Ferrara e Zambrotta: l’anima della Juve

Chi conosce un po’ la storia della Juventus sa che la sua forza non è mai stata solo la classe e il talento dei suoi campioni, da Sivori a Platini, da Del Piero a Dybala, ma anche lo spirito di sacrificio, la dedizione e il coraggio dei suoi splendidi gregari.

Considerata, a ragione, la più operaia fra le grandi del nostro calcio, la Juve ha sempre saputo coniugare l’anima borghese e risorgimentale di Torino con il suo spirito proletario, come se accanto alla famiglia Agnelli scendessero in campo anche le tute blu di Mirafiori; principi e pedatori, fuoriclasse e onesti mediani che, però, nell’economia del gioco bianconero, sono sempre stati ugualmente importanti, in base alla filosofia bonipertiana secondo cui “vincere non è importante: è l’unica cosa che conta”. E per vincere, per risultare spettacolari ma, al tempo stesso, solidi, concreti e affidabili, a Torino non si sono mai sognati di rinunciare a due ottimi giocatori come Ciro Ferrara e Gianluca Zambrotta, nati a otto giorni e dieci anni di distanza l’uno dall’altro, l’uno a Napoli, l’altro a Como, ma accomunati, oltre che dall’esperienza juventina, dal fatto di aver giocato al fianco di campioni straordinari, Maradona e Zidane su tutti. 

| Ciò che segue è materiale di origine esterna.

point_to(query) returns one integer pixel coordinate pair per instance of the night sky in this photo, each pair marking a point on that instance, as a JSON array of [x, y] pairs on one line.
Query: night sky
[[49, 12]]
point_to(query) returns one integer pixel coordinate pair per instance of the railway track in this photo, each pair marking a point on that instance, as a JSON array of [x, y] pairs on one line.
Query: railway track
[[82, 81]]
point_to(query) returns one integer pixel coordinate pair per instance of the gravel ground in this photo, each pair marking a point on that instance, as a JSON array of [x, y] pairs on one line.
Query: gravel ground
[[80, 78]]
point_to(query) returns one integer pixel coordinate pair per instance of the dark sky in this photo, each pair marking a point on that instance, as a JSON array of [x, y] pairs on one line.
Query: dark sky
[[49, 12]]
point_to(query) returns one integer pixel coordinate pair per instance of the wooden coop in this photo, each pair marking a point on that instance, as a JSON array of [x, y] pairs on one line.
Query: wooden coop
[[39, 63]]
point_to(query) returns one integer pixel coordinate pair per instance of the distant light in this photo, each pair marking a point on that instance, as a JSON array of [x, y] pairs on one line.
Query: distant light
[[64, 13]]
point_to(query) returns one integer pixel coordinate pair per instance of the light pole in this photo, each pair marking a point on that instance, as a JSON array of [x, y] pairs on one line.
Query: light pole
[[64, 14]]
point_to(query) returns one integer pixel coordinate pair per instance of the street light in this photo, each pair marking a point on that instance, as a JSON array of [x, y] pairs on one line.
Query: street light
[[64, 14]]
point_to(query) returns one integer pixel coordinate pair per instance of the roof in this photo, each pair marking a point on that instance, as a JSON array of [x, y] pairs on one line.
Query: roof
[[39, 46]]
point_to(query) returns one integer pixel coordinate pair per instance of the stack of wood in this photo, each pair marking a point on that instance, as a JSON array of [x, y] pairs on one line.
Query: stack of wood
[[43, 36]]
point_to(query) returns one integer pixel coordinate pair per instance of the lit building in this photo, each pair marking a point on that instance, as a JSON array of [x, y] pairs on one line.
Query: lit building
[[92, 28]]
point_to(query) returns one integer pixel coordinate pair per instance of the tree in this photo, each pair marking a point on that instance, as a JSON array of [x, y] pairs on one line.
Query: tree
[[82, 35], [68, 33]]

Il Napoli che incantò l’Italia e l’Europa a cavallo fra la seconda metà degli anni Ottanta e i primi anni Novanta, ad esempio, non avrebbe mai potuto fare a meno della classe e del carisma di un difensore come Ferrara: proletario del pallone ma, al contempo, capace di vivere da protagonista esperienze straordinarie, di non sfigurare al fianco di miti come Maradona, Giordano e Careca e di restare ai massimi livelli anche nella seconda metà della propria carriera, al cospetto di gente come Del Piero, Zizou, Nedved, Davids e Trezeguet. 

E il comasco Zambrotta, nato trequartista o, comunque, centrocampista offensivo e trasformato progressivamente da Lippi in uno dei migliori terzini sinistri del calcio mondiale, raggiunse l’apice del proprio splendore sportivo nei quarti di finale del vittorioso Mondiale tedesco, quando fu il protagonista assoluto della partita, fornendo una prestazione maiuscola. Discreto nel Como, bravo nel Bari, magistrale alla Juve, in declino nel Barcellona del primo Messi, crepuscolare ma comunque in gamba nell’ultimo Milan all’altezza della sua storia, infine l’avventura svizzera al Chiasso, prima di ritirarsi ed iniziare ad allenare, al termine di una carriera invidiabile ed esemplare per passione, determinazione e impegno. 

Volendo tracciare un bilancio della lunga epopea pallonara di entrambi, possiamo dire che, senza dubbio, gli anni in bianconero sono stati i più validi del loro percorso umano e professionale: gli anni della piena maturità, gli anni dei maggiori trionfi, gli anni dell’affermazione internazionale, gli anni felici in azzurro, gli anni in cui, sotto la sapiente guida di Lippi, Ancelotti e Capello, sia l’uno che l’altro si sono affermati, agli occhi di commentatori e tifosi, come due punti di riferimento di una corazzata in grado di egemonizzare l’intero decennio, prima della bufera di Calciopoli e delle sue tragiche conseguenze. 

Ciro, cinquant’anni lo scorso 11 febbraio, e Gianluca, quaranta il 19, sono oggi due uomini all’apice della vita, giustamente soddisfatti per ciò che hanno realizzato, per la solidità che hanno raggiunto e per il fatto di essere riusciti a costruirsi un avvenire felice anche quando le luci della ribalta si sono spente, lasciando in tutti noi un gradevole ricordo e in loro la certezza di essere stati l’anima e i simboli di una squadra indimenticabile, condottieri un po’ guasconi di un gruppo di uomini veri, prima ancora che di fuoriclasse.